US multinationals that have IFRS-reporting subsidiaries, issue IFRS consolidated financials for foreign listings, or prepare dual US GAAP/IFRS information will need to adopt IFRS 18 for those IFRS financial statements from periods beginning on or after January 1, 2027 (with restated comparatives).

New Disclosure and Management-defined Performance Measures (MPM) Requirements

IFRS 18 introduces enhanced aggregation and disaggregation principles, requiring clearer explanations in the notes of how items are grouped or broken out, so users can better understand what truly drives performance. Companies will need to analyze operating expenses by nature, by function, or via a mixed model and support any functional presentation (such as cost of sales) with more granular disclosures about the nature of those costs in the notes.

A major feature is the treatment of management-defined performance measures (MPMs): entities must identify MPMs used in public communications, explain them, disclose how they are calculated, and reconcile them to IFRS-defined subtotals in the financial statements.
This represents a step change in transparency around non‑GAAP metrics and will likely prompt significant dialogue with investors, boards, and audit committees as key performance indicators and historical trends appear differently under the new structure.

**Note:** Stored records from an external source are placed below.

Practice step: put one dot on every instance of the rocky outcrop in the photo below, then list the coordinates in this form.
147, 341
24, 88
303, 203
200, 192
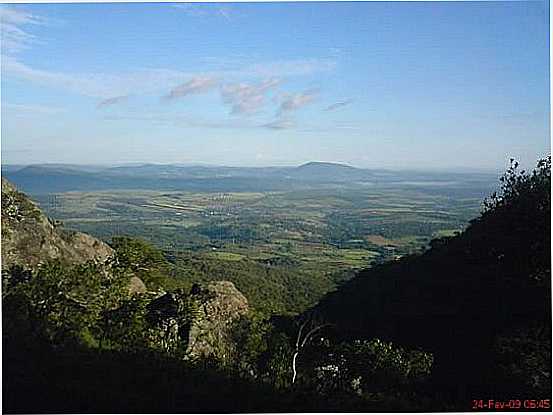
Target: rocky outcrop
29, 238
199, 322
221, 304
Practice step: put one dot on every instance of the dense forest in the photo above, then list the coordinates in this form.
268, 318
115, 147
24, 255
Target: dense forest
467, 319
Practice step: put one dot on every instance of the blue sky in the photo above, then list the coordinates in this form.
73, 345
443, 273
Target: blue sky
436, 85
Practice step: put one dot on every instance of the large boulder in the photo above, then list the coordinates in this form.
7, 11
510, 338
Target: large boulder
29, 238
199, 322
221, 304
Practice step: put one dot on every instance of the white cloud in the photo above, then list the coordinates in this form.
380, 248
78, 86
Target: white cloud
280, 124
294, 102
14, 38
339, 104
247, 98
112, 101
194, 86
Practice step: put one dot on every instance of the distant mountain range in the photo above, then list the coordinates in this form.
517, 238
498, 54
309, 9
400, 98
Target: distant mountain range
51, 178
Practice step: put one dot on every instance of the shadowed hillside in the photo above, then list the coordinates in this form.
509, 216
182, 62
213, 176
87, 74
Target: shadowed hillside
480, 301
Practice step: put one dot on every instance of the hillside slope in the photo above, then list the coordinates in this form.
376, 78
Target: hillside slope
469, 295
30, 238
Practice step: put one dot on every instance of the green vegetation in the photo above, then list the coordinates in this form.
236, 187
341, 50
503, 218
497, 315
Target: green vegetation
470, 316
284, 250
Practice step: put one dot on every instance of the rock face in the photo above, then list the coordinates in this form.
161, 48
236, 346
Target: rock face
29, 238
200, 322
221, 305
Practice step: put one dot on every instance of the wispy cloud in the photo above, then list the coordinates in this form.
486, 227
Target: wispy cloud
280, 124
247, 98
196, 85
97, 85
339, 104
12, 22
182, 120
294, 102
112, 101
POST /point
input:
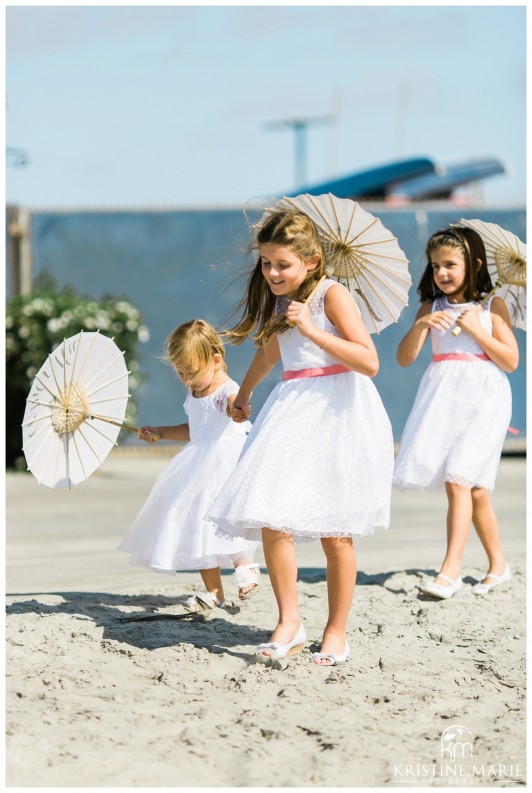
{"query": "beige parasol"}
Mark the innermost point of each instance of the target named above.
(361, 253)
(506, 257)
(75, 410)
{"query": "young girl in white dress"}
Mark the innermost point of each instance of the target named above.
(454, 435)
(171, 531)
(318, 462)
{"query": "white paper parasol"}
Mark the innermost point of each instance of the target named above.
(75, 410)
(361, 253)
(506, 257)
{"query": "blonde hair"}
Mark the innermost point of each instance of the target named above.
(192, 345)
(291, 229)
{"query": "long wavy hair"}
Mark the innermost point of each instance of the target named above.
(477, 279)
(293, 230)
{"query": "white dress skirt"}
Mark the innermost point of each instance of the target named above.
(319, 459)
(171, 531)
(458, 423)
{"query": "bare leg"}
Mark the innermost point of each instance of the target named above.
(341, 577)
(213, 582)
(487, 528)
(459, 516)
(281, 561)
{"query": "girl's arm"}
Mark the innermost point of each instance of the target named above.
(411, 345)
(355, 349)
(501, 347)
(265, 359)
(177, 432)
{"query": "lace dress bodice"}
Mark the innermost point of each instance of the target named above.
(207, 417)
(443, 341)
(298, 352)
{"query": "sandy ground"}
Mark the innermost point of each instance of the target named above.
(93, 701)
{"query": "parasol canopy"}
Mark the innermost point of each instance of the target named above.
(361, 253)
(75, 410)
(506, 257)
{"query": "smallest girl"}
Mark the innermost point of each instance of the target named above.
(171, 532)
(455, 433)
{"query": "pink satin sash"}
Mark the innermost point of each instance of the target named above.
(461, 356)
(295, 374)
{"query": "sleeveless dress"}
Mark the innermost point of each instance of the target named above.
(319, 459)
(171, 532)
(457, 426)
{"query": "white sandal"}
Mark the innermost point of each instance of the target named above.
(441, 591)
(483, 587)
(247, 575)
(206, 601)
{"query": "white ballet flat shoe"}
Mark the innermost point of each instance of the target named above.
(333, 658)
(278, 651)
(482, 588)
(206, 601)
(247, 575)
(440, 591)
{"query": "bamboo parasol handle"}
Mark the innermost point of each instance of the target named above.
(309, 297)
(457, 331)
(155, 435)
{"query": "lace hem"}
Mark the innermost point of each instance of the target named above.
(440, 488)
(229, 531)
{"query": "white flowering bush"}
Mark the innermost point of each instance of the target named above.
(36, 324)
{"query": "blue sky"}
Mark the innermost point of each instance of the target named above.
(138, 106)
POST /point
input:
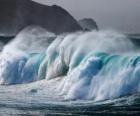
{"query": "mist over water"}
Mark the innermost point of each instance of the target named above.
(93, 65)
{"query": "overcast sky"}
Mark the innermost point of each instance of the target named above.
(121, 15)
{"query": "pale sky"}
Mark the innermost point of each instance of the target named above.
(121, 15)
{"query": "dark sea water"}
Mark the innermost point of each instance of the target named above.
(40, 99)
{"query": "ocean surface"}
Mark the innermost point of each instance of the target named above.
(80, 74)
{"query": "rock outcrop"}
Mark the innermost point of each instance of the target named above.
(17, 14)
(88, 24)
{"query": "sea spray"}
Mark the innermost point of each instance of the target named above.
(94, 64)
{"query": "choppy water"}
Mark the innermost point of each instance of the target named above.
(100, 74)
(23, 100)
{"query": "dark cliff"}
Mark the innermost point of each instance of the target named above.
(17, 14)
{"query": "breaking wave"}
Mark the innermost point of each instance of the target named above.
(94, 65)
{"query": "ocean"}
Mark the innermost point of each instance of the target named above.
(84, 73)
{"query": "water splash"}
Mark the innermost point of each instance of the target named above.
(96, 65)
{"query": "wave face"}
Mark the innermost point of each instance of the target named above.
(94, 65)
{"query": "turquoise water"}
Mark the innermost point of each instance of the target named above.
(90, 78)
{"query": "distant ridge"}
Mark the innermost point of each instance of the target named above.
(88, 24)
(17, 14)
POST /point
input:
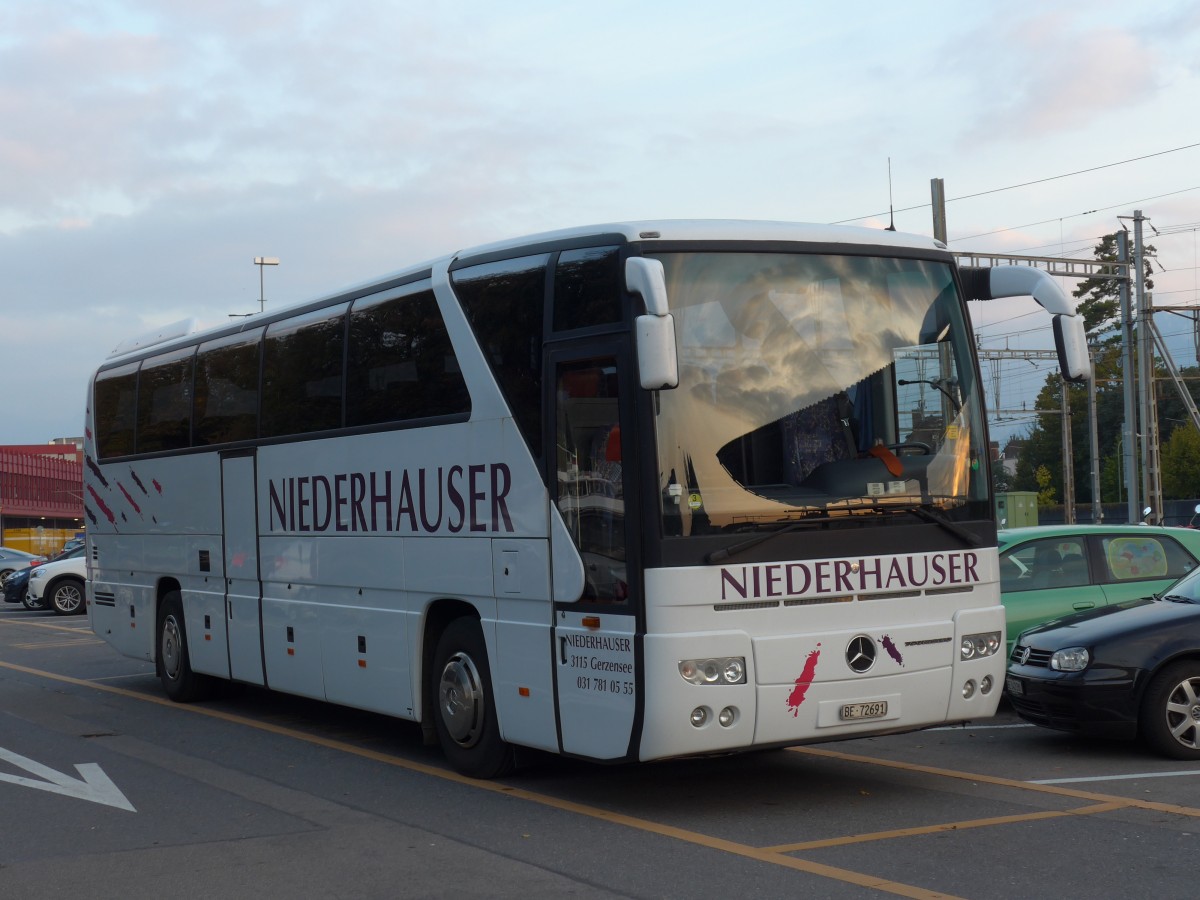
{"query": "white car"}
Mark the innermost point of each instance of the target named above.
(61, 586)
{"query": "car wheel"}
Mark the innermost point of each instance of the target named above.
(173, 664)
(1170, 711)
(463, 707)
(67, 598)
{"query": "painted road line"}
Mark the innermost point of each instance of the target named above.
(1135, 777)
(619, 819)
(1000, 781)
(946, 827)
(93, 784)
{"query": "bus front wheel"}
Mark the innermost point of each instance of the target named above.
(174, 666)
(465, 708)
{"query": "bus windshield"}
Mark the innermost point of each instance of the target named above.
(815, 385)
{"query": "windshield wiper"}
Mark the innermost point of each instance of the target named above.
(786, 526)
(1177, 598)
(717, 556)
(954, 528)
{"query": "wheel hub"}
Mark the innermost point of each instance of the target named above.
(461, 700)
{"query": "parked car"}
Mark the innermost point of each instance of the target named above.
(1117, 671)
(61, 586)
(1048, 571)
(16, 587)
(15, 559)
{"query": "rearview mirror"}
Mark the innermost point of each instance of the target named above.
(658, 361)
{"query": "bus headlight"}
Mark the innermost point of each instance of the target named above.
(979, 646)
(720, 670)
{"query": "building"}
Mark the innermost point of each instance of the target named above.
(41, 495)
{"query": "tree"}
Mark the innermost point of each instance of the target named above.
(1045, 490)
(1180, 460)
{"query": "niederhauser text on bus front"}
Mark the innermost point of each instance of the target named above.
(850, 576)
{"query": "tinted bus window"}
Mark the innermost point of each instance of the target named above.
(165, 402)
(587, 288)
(303, 373)
(401, 364)
(504, 303)
(227, 390)
(117, 409)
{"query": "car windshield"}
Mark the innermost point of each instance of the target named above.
(815, 385)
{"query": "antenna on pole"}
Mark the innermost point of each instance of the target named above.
(892, 219)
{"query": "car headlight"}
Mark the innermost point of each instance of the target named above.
(979, 646)
(1071, 659)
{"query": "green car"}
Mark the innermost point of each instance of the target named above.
(1047, 571)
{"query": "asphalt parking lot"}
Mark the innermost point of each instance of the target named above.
(256, 793)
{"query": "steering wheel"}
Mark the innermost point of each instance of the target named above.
(918, 445)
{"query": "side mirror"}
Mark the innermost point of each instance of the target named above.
(1069, 337)
(658, 360)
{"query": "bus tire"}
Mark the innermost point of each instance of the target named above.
(66, 598)
(1170, 711)
(463, 705)
(172, 663)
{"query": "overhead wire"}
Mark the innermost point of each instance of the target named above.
(1027, 184)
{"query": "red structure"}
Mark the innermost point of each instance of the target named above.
(41, 496)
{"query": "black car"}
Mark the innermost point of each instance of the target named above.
(1123, 671)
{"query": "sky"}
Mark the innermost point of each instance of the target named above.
(149, 150)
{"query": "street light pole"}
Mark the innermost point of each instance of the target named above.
(261, 262)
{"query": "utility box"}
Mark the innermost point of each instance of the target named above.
(1017, 509)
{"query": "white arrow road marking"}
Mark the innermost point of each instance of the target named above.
(93, 785)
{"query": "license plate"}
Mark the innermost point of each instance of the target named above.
(864, 711)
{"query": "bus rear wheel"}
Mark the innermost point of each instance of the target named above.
(465, 708)
(173, 663)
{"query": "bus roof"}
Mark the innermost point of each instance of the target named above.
(695, 229)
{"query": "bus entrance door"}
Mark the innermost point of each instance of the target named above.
(244, 589)
(594, 634)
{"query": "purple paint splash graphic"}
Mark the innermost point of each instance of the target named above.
(103, 507)
(95, 471)
(132, 502)
(893, 651)
(802, 684)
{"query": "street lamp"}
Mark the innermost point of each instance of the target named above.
(262, 262)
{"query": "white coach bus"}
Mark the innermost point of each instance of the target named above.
(628, 492)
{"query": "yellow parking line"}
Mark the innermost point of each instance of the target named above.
(1001, 781)
(946, 827)
(619, 819)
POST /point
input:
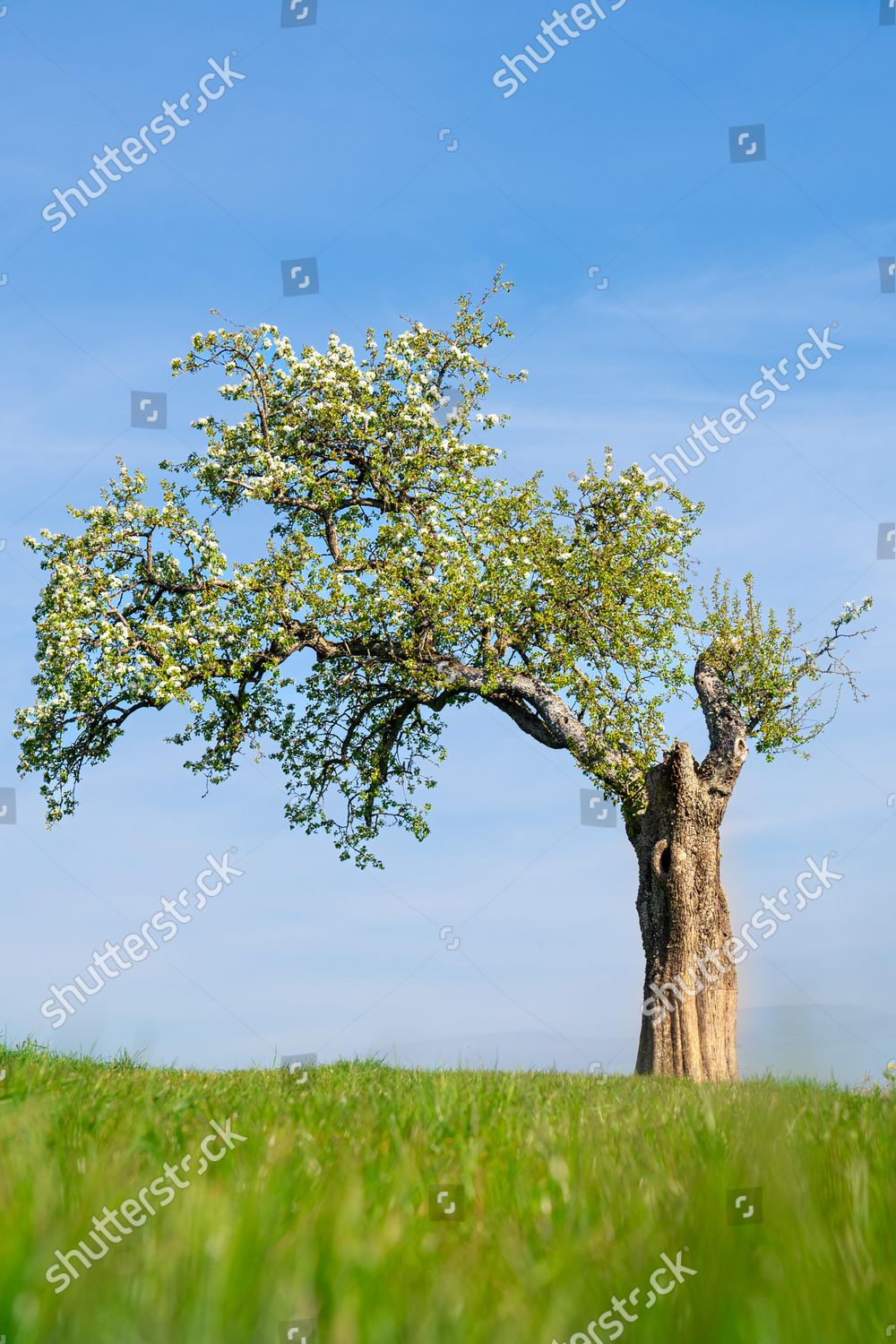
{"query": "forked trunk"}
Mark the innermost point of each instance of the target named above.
(689, 1007)
(688, 1027)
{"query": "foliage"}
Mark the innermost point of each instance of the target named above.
(400, 577)
(763, 664)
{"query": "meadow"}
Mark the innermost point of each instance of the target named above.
(387, 1204)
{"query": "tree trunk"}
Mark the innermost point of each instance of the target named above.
(688, 1027)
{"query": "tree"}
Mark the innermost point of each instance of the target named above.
(401, 577)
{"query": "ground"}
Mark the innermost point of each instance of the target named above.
(320, 1202)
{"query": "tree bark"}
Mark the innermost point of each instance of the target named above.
(689, 1007)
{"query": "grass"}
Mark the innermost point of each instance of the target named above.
(573, 1191)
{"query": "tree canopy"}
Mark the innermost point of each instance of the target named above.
(401, 575)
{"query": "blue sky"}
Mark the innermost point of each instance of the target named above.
(375, 142)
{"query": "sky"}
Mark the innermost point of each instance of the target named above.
(681, 195)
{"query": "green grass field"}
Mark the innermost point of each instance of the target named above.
(573, 1190)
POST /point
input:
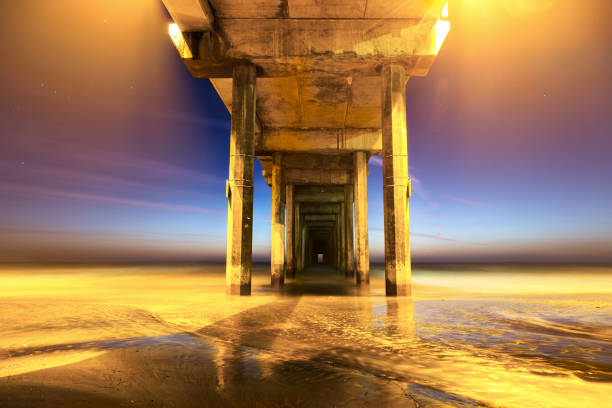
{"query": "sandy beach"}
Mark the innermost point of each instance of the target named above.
(479, 335)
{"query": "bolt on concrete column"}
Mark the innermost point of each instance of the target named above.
(290, 234)
(239, 188)
(396, 187)
(277, 250)
(362, 250)
(348, 224)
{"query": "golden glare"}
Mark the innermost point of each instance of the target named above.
(445, 11)
(441, 30)
(179, 42)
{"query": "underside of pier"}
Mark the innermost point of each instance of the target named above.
(315, 88)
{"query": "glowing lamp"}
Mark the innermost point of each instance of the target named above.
(441, 29)
(179, 42)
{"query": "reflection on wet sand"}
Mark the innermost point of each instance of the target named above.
(161, 337)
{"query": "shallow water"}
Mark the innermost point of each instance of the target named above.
(471, 335)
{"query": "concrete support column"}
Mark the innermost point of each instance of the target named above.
(362, 250)
(298, 238)
(277, 249)
(290, 234)
(348, 224)
(396, 184)
(239, 188)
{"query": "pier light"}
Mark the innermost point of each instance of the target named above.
(441, 28)
(179, 42)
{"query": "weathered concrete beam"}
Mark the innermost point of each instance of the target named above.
(328, 208)
(320, 217)
(350, 47)
(324, 197)
(317, 161)
(191, 15)
(312, 176)
(324, 140)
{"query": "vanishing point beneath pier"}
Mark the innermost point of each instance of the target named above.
(314, 88)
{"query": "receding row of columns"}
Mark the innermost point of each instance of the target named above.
(333, 236)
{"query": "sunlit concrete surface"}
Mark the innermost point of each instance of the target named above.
(169, 336)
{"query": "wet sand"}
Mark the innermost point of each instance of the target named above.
(142, 336)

Operational and Systems Implications

The redesigned P&L and expanded disclosure rules will require updates to the chart of accounts, data models, and consolidation processes so that income and expenses can be consistently classified by operating, investing, and financing categories across entities.
Many organizations will need to introduce new data capture points and reconciliation processes, particularly for MPMs, expense-by-nature detail, and reconciliations between management reporting and IFRS 18 subtotals.

IT and finance transformation teams should anticipate changes to consolidation workflows, reporting hierarchies, and interfaces between operational systems and the general ledger, especially where segment reporting or management reporting currently diverges from IFRS views. Because IFRS 18 requires retrospective restatement of comparatives, companies need to plan for dual reporting during transition, maintaining both IAS 1 and IFRS 18 views for at least one comparative period, which amplifies the need for robust system automation and controls.

What Companies Need to Do Now

To prepare effectively, companies should: perform an impact assessment of current income statement and cash flow structures, identifying where classification will change; inventory all publicly communicated performance measures and determine which will qualify as MPMs under IFRS 18. To accomplish this, companies need a future‑state reporting architecture, chart of accounts, consolidation logic, and disclosure templates, that align management reporting, segment reporting, and IFRS 18 requirements to minimize manual adjustments and reconciliation risk.

In parallel, finance leaders need a stakeholder communication plan to explain new subtotals, shifts in key metrics, and comparative restatements to investors, analysts, boards, and internal management. Training for finance, controllership, and FP&A teams will be essential so they can explain variances between legacy and IFRS 18 views, interpret new categories, and integrate MPM governance into budgeting, forecasting, and performance dashboards.

Although it becomes effective for periods beginning on or after 1 January 2027, companies will need IFRS 18 compliant comparative information by 31 December 2026, which means dual views and restatements must be in place well before that date.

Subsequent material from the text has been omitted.